Let an ultra-intelligent machine be defined as a machine that can far surpass all the intellectual activities of any man however clever…and the intelligence of man would be left far behind.

Thus the first ultra-intelligent machine is the last invention that man need ever make, provided that the machine is docile enough to tell us how to keep it under control.”

I. J. Good, “Speculations Concerning the First Ultra-intelligent Machine

Life is The Ultimate Imitation Game

We are all “game theorists” – playing the Ultimate Imitation Game of Life. To borrow (& tweak) the words of Shakespeare: to imitate or not to imitate, that is the question. Every decision we make in everything we do is boiled down to whether we imitate, who we imitate, and what we want others to imitate about us.

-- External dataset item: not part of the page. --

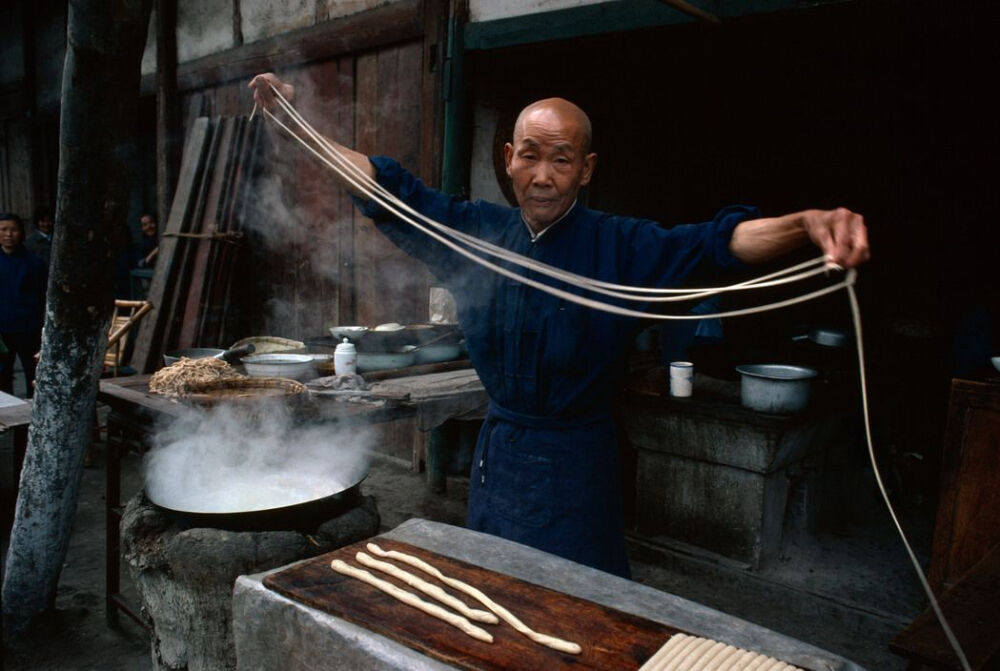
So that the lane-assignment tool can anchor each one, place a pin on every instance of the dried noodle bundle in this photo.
(175, 379)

If life were a grand game of chess, then we are all studying & imitating the moves of other players, while being imitated in return. Each “genius” move is born to be unique, unparalleled & unprecedented, while at the same time born out of imitation.

The winner emerges out of imitating the winning; the loser falls out of being out-imitated. Contrary to conventional belief, victory belongs to the best imitator, not the best creator – as there is no such thing as creation without imitation.

So imitate wisely and take on the game of life victoriously. But when you win, know that the victory is yours but not yours alone – it belongs to the collection of countless imitations that have happened before your time, happening at your time, and will continue to happen in the time to come.